My coach kept repeating the word compassion and in my head I knew I had compassion already but what I came to realize is that I was lacking compassion for myself. I (you too) need self-compassion to build ourselves up. Creating space within ourselves, free of judgment a place where we can respond with our frustrations with kindness and care. We need to notice what’s happening. Counter them with love. Offer love and compassion to ourselves. Be your own friend. Give yourself permission to be kind, patient, non-judgmental, and aware of yourself.  

The moment I saw myself/my mind without judgement it dawned on me how powerful it is to practice simply being. I don’t know about you but I suffer from information overload, mental constipation, analysis paralysis, you name it. Whatever it is that I was trying to find, I found it. I had the answer all along.

When I allowed myself to be aware of my thoughts, I found compassion. I found the balance I longed for: the alignment of neuroscience, self, mind, and body.

The best tool is one you can use alone, is free, and can use to solve every problem possible. The power of you/me. This is it. It enables wellness and accountability. It allows me show up, fully. My negative emotions are not all or nothing: I’m the sum of all my emotions, thoughts, and awareness.

Watch this video: https://photos.app.goo.gl/Tx8DEUsvQ4oWgKxk6

Enter PL huh? Practice, practice, practice. (Gordon, Barbara, Thomas, & Whidbey Institute: it came full circle yet again.) [PL is a whole other topic I’ll touch on another day].
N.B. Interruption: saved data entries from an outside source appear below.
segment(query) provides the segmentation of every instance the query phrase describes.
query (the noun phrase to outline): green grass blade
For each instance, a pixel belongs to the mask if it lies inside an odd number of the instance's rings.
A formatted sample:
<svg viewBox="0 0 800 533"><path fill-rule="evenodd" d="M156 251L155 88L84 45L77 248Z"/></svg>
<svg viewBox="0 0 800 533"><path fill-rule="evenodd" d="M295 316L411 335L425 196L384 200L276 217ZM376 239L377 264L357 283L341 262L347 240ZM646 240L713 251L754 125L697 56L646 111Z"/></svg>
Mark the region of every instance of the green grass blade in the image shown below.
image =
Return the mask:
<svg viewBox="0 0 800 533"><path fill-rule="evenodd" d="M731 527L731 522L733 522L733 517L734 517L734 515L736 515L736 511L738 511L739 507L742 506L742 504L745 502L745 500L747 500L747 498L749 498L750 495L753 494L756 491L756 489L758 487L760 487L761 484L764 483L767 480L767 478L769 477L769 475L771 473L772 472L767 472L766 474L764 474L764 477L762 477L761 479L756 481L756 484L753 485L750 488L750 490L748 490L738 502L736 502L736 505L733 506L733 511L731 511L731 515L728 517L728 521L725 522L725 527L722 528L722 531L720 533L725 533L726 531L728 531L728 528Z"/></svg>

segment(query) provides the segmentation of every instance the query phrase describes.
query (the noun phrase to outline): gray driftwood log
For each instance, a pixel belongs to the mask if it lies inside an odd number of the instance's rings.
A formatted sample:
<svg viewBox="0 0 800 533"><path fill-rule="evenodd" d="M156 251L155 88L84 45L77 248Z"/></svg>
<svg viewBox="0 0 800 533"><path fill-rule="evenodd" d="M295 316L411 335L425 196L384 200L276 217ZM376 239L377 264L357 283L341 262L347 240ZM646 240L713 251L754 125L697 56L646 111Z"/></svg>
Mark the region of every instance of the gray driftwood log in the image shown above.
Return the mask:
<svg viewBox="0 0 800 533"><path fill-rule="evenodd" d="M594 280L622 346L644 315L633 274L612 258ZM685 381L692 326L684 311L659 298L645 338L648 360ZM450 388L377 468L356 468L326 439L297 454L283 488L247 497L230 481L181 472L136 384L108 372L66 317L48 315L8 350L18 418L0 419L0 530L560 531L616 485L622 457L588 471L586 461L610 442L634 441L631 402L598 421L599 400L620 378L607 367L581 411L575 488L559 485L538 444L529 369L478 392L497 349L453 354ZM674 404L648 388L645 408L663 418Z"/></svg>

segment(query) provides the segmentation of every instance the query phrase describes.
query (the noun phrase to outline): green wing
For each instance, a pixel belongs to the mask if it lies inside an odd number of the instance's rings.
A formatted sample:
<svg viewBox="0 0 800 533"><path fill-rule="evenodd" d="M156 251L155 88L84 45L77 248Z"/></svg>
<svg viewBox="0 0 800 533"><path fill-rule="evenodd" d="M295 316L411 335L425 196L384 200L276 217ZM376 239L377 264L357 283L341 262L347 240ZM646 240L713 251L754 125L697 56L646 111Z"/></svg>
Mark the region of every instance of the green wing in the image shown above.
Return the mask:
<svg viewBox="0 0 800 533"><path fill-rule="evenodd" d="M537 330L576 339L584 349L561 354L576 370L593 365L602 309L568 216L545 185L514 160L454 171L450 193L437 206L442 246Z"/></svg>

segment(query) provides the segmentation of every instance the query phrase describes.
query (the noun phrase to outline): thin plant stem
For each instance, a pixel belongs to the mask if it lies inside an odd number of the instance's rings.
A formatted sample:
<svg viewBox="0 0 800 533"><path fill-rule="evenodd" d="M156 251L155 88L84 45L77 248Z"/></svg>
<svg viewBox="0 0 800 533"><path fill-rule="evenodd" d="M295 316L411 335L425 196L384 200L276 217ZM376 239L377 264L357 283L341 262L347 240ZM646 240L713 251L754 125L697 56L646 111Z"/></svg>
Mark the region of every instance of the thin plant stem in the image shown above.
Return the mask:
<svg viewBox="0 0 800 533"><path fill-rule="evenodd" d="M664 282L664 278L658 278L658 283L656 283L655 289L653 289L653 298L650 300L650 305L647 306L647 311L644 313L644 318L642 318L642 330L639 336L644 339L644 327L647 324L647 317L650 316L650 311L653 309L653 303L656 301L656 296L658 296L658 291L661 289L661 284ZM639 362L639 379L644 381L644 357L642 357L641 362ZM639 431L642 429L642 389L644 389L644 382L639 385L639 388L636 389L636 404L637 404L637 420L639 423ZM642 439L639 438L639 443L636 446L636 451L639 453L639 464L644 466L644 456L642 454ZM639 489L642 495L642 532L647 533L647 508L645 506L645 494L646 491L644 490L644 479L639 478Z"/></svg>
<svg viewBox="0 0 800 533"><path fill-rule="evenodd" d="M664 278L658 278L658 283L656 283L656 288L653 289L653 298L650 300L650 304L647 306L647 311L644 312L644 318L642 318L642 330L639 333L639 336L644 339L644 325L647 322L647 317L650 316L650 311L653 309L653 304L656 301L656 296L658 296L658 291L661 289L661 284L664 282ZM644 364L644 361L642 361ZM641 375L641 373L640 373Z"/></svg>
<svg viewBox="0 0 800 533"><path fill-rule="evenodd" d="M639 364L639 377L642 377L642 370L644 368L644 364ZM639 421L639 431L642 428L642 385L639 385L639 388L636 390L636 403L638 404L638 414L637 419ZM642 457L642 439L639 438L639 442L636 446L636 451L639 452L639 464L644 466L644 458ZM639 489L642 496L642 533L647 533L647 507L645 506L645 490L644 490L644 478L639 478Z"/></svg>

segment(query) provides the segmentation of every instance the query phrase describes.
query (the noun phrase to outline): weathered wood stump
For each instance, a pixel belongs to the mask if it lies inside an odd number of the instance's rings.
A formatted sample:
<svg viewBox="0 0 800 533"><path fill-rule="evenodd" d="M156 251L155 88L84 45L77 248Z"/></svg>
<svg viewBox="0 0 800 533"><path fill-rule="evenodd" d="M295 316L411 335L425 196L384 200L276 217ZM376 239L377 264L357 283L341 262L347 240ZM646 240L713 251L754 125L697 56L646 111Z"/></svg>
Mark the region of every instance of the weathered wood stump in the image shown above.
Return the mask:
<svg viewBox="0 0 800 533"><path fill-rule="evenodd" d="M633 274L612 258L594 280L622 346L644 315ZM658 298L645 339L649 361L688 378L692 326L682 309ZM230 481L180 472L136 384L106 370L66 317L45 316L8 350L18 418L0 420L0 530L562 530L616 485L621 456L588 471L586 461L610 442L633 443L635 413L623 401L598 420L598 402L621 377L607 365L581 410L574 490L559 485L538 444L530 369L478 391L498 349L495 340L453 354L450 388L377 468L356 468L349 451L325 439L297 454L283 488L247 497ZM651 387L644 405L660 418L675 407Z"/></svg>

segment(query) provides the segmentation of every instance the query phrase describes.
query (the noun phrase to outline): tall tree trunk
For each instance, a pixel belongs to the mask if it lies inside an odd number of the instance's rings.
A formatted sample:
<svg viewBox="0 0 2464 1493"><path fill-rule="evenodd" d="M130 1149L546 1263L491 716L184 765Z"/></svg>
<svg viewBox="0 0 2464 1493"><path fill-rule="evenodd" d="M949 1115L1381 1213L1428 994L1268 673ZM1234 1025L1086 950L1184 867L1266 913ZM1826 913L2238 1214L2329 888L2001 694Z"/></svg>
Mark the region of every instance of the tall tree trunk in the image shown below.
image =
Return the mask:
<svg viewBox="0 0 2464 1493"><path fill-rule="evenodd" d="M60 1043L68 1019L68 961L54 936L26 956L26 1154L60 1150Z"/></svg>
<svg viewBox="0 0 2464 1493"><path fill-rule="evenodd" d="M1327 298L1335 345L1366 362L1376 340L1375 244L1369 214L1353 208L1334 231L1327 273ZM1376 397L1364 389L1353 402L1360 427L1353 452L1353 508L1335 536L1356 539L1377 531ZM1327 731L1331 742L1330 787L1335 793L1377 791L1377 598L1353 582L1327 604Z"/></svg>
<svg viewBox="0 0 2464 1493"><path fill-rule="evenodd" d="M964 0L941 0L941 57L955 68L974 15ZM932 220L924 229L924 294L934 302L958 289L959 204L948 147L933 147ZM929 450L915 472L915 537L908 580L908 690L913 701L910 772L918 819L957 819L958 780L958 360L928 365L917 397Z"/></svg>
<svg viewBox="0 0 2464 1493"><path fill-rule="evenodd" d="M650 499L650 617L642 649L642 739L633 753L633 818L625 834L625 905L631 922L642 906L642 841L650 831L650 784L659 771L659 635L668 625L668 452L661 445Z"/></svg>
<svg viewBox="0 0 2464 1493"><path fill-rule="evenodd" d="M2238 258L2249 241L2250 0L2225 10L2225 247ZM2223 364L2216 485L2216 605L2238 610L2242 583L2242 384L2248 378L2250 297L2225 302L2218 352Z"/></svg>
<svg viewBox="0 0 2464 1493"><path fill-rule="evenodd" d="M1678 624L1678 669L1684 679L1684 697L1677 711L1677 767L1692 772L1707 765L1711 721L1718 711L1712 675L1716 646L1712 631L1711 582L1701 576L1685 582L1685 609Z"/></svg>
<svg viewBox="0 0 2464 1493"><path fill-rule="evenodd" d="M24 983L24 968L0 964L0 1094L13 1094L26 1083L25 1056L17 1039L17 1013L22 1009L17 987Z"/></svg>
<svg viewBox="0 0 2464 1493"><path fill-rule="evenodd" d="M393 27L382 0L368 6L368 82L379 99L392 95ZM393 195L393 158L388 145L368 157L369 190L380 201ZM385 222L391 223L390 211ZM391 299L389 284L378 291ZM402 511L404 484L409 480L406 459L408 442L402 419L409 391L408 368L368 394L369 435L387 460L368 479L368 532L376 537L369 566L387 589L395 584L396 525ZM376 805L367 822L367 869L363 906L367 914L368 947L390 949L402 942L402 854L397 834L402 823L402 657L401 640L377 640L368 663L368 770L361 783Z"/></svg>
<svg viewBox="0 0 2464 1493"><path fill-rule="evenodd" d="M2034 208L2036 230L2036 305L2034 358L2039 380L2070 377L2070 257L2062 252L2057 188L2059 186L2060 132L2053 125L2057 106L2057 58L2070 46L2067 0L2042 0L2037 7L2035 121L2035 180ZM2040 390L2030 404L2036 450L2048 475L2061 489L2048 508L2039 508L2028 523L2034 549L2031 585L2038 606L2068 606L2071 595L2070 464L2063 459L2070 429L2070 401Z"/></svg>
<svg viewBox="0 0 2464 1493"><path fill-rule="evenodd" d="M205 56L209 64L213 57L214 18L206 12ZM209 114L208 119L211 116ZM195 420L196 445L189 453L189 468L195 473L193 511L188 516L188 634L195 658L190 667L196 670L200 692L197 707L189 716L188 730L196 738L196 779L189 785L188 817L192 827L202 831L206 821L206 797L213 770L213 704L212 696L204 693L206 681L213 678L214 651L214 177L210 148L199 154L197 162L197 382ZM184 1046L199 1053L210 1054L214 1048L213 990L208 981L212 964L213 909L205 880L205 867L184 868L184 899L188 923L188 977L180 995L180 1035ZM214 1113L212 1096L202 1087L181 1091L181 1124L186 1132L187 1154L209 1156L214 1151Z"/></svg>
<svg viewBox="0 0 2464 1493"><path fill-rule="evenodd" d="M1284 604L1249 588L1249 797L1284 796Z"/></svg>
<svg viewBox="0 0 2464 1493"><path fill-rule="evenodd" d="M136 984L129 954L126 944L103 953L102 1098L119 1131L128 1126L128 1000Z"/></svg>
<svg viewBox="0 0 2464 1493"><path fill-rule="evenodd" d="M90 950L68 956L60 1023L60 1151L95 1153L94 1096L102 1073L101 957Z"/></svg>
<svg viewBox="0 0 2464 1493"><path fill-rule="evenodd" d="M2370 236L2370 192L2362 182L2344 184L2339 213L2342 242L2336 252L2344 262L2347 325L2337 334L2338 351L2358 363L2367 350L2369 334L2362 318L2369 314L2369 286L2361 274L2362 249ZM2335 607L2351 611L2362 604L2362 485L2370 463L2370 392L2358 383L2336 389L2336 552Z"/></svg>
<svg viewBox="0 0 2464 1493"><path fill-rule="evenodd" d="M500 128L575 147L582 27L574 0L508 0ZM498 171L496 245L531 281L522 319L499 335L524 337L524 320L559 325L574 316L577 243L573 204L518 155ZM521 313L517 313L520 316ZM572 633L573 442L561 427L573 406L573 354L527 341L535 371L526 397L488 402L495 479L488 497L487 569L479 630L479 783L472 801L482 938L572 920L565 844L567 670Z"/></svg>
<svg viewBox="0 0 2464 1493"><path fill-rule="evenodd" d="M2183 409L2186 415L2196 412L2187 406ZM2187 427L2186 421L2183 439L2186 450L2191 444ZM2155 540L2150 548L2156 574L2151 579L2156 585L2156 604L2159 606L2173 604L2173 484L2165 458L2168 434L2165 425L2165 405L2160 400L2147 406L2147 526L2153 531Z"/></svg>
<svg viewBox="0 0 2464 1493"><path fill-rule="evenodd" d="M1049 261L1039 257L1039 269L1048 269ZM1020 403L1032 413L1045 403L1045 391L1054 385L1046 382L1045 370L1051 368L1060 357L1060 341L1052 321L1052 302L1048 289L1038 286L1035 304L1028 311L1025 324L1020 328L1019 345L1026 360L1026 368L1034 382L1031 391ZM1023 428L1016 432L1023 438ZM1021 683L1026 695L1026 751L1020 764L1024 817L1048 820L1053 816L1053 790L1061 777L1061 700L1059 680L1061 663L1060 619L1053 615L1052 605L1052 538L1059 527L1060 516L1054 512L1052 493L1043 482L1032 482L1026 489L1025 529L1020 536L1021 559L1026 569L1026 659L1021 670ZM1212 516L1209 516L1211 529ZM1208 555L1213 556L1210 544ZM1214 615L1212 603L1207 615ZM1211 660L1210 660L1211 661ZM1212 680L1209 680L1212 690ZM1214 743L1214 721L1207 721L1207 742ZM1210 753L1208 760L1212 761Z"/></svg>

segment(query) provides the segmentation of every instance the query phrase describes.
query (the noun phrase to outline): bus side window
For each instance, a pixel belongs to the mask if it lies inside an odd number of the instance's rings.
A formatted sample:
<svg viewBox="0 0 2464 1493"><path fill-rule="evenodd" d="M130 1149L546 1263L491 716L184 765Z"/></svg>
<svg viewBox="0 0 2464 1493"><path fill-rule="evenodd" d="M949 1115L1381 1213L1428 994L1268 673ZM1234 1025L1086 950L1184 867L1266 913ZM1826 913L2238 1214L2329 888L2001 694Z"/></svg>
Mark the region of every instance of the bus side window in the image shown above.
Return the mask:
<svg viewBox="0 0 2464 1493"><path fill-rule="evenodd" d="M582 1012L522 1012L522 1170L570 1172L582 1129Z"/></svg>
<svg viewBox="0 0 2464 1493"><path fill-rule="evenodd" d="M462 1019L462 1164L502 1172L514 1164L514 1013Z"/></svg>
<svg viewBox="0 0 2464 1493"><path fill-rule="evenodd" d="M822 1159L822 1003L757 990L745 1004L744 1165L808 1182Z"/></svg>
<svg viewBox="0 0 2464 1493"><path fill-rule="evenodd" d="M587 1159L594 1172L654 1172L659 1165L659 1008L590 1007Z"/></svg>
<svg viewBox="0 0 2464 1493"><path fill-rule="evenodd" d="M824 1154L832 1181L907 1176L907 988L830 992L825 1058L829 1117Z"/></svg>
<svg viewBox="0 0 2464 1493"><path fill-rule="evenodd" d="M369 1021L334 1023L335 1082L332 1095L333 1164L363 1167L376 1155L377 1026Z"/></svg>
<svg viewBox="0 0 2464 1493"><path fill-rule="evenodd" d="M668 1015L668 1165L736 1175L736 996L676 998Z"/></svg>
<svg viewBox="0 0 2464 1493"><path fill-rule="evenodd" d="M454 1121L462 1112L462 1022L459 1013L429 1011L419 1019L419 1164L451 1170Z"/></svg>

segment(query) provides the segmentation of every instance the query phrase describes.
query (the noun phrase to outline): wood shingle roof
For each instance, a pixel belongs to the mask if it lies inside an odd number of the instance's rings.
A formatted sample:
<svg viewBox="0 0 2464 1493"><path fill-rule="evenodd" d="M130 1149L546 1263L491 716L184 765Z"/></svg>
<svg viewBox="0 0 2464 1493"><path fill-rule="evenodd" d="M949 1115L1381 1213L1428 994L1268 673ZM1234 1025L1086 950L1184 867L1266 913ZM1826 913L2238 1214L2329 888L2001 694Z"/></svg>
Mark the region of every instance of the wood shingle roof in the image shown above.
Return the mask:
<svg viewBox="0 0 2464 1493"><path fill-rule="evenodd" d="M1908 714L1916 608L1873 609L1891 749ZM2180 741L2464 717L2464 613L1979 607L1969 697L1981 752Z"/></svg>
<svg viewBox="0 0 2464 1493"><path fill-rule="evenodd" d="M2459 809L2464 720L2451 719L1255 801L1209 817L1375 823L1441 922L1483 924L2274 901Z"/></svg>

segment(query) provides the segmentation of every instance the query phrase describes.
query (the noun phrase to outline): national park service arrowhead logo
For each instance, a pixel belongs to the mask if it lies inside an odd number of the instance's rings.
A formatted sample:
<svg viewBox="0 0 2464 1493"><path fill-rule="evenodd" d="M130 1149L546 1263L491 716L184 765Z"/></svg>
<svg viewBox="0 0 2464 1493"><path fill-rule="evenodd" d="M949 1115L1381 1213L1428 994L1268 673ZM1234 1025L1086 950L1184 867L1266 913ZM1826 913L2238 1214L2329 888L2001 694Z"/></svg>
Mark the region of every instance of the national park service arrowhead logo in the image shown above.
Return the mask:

Next step? Master the practice.

Urgency

I need to talk to him. I’ve been so close to picking up my phone and texting, but then I remember that voice in my head that tells me, after you’ve accomplished your goals. I need to use this urgency as a motivator. I’m disconnecting from him not because I can’t stand him but because I can’t stand myself. I get the urge to connect with him to excuse myself from getting anything accomplished. I’ve got to stop that. I need to use the time that I’m not talking to him to accomplish my goals. It’s hard to unlearn the urge to want to instantly connect with someone you care about. Someone who makes you smile. (so thankful I still have a photo to reflect back to). I’m trying to build a new habit of not to connect with him so that I can eventually connect with him to summarize all of my accomplishments. I can do this. It’s not going to be easy, but life isn’t easy and I sure as hell am not a quitter. I’m going to accomplish this. I can and I will. It’s urgent that I do.

My feelings

After getting a couple of hours of sleep in and looking at the emotion wheel, the following is what I’m feeling in no particular order.

  • upset
  • disappointed
  • funk
  • incomplete
  • insignificant
  • panicky
  • jumpy
  • unsure
  • trapped
  • unsettled
  • disgraced
  • depreciated
  • put away
  • abandoned
  • shunned
  • demeaned
  • protective

The little positivity I have within me is serene, cool, and collected. I found a new group to fit into and lifted two others during the day. I’d say that’s a win. I’m hoping the colorful water beads will make a difference in my mood, as well as getting rid of the pile of papers I have on my desk. Baby steps. Next up, trying to hone in on job titles, then Linkedin headline and summary, then resume, then job search, then interviews, then the big move. oh, and somewhere in between, reading books, working on side project, watching shows, and feeling accomplished and ready to take on year 35.